The report applauds some government efforts in 2012, including the convictions of staff at one labor recruitment agency and new procedures for assisting male trafficking victims.

But it said the actual protection of male victims remained “inadequate.”

It also notes a worrying trend among sex traffickers moving their operations out of brothels and into less visible locations with the aid of brokers, rendering the trade “increasingly clandestine.”

And while a 2011 ban on sending domestic workers to Malaysia—where many suffer severe physical abuse at the hands of their employers—forced other recruiters also suspected of falsifying age records to shut down, the report says, the move cut off Cambo­dians already in Malaysia from their families and did not stop more from going.

“The ban created difficulties in accounting for the workers already in Malaysia and increased their vulnerability to exploitation and abuse,” it says. “Despite the ongoing ban, women and girls seeking employment continue to migrate to Malaysia, reportedly through the use of tourist visas. Some of them subsequently become victims of domestic servitude.”

The report also points a heavy finger at the government for actively aiding trafficking in the recruitment agency trade.

“Endemic corruption at all levels continued to impede anti-trafficking endeavors,” it says. “Local observers believe corruption to be the cause of impunity afforded to recruiting firms, including some with reported financial ties to senior government officials, engaging in illegal recruitment practices that contribute to trafficking. Police officials reportedly cooperate with labor brokers who send mi­grants across the border into Thailand without regard for their vulnerability to trafficking.”

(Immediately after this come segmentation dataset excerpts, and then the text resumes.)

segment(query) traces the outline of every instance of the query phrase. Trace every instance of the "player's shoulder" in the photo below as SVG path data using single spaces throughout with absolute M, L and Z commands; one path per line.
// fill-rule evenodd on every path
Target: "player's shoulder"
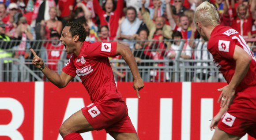
M 220 40 L 230 41 L 234 36 L 238 34 L 238 32 L 230 26 L 219 25 L 212 31 L 209 43 L 213 44 L 218 43 Z

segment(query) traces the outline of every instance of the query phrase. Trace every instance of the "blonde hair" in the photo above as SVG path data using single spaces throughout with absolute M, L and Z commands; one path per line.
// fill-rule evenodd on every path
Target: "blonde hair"
M 219 15 L 216 7 L 207 1 L 205 1 L 196 9 L 194 20 L 196 27 L 196 22 L 203 26 L 216 26 L 220 24 Z
M 238 5 L 238 6 L 237 6 L 237 16 L 238 17 L 238 18 L 239 18 L 240 19 L 242 19 L 241 18 L 241 16 L 240 15 L 240 14 L 239 14 L 239 12 L 238 12 L 239 9 L 241 7 L 245 7 L 245 8 L 246 10 L 246 14 L 245 15 L 245 19 L 246 18 L 248 18 L 248 17 L 249 17 L 249 10 L 248 10 L 248 8 L 247 7 L 247 6 L 246 6 L 246 5 L 241 4 L 240 4 L 239 5 Z
M 56 15 L 57 16 L 59 17 L 60 16 L 60 15 L 61 14 L 61 12 L 60 12 L 60 9 L 59 9 L 58 7 L 51 7 L 49 9 L 49 11 L 50 11 L 50 10 L 51 10 L 51 9 L 52 9 L 55 10 L 55 11 L 56 11 L 56 13 L 57 13 Z

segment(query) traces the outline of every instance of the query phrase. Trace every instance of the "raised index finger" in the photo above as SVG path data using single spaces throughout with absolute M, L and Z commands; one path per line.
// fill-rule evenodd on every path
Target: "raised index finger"
M 139 96 L 139 90 L 136 89 L 136 92 L 137 93 L 137 96 L 138 96 L 138 98 L 140 98 L 140 96 Z
M 30 50 L 32 52 L 32 53 L 33 54 L 33 55 L 34 55 L 34 57 L 38 56 L 38 55 L 37 55 L 37 54 L 36 53 L 36 52 L 35 52 L 35 51 L 33 49 L 30 48 Z

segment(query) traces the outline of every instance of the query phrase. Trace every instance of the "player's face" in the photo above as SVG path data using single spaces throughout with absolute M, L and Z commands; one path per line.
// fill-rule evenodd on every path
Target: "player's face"
M 61 33 L 61 37 L 60 41 L 65 47 L 65 51 L 68 53 L 72 53 L 74 52 L 74 37 L 72 37 L 71 33 L 69 32 L 70 26 L 65 26 Z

The report notes the 2011 conviction in absentia of Phnom Penh’s former anti-human trafficking police chief, Eam Ratana, for pimping and his continued evasion of arrest.

At Mr. Ratana’s trial, one of the convicted brothel owners accused the city’s new anti-human trafficking police chief, Keo Thea, of taking bribes as well. Mr. Thea later denied the claim.

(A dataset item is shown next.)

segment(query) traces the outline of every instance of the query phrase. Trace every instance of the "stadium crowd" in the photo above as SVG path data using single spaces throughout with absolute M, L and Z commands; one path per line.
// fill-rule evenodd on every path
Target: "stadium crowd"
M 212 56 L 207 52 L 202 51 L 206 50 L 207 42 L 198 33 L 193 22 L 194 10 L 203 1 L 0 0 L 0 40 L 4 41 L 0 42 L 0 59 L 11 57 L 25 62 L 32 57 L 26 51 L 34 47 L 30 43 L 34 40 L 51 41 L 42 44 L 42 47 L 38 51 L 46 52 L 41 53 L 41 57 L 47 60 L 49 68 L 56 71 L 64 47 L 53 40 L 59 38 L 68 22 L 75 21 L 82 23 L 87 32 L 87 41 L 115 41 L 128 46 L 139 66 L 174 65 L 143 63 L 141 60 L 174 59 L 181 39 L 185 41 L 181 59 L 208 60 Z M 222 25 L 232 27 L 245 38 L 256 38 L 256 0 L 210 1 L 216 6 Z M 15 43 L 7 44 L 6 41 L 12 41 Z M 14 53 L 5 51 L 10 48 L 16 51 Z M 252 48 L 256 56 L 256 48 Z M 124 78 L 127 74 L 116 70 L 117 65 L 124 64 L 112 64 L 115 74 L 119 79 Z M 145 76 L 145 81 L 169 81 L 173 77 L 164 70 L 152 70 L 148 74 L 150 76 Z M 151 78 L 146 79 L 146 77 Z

On Thursday, Mr. Thea was upset to hear that Cambodia had slipped a spot in the U.S.’ latest trafficking report and disputed the assessment.

“I don’t know why they say that,” he said. “I’m kind of dismayed. I work so hard.”

The reason authorities prosecuted fewer people for trafficking last year, he added, was because they had prosecuted so many the year before.

“We arrested so many people and sent them to court” in 2011, he said. “This year, we have not done much cracking down since there have not been that many offenders.”

Chiv Phally, deputy director of the Interior Ministry’s anti-human trafficking department, declined to comment because he had not seen the report.

Moeun Tola, however, who heads the labor program for the Commu­nity Legal Education Center, agreed with the U.S.’ assessment. His legal aid NGO helped repatriate roughly three times as many Cambodians trafficked as fisherman in 2012 as it did the year before.

He welcomed the arrest last month of Lin Yu Shin, the Taiwanese owner of Giant Ocean International Fishery and Co. Ltd. Rights groups believe the firm, now defunct, was responsible for trafficking some 1,000 Cambodians onto Thai fishing trawlers in recent years, often against their will and without pay.

“But still more [recruitment agency] owners are operating and pulling people into slave-like conditions,” he said.

Mr. Tola said the number of Cam­bodians who had gone to Malaysia for domestic work and reported by their families as missing was also on the rise.

Just Thursday, the Ministry of Foreign Affairs said it was repatriating six trafficked Cambodians from Malaysia. The International Organization for Migration, which is helping with the repatriation, said three of them were female domestic workers and the other three were men working on rubber plantations and in a fish factory.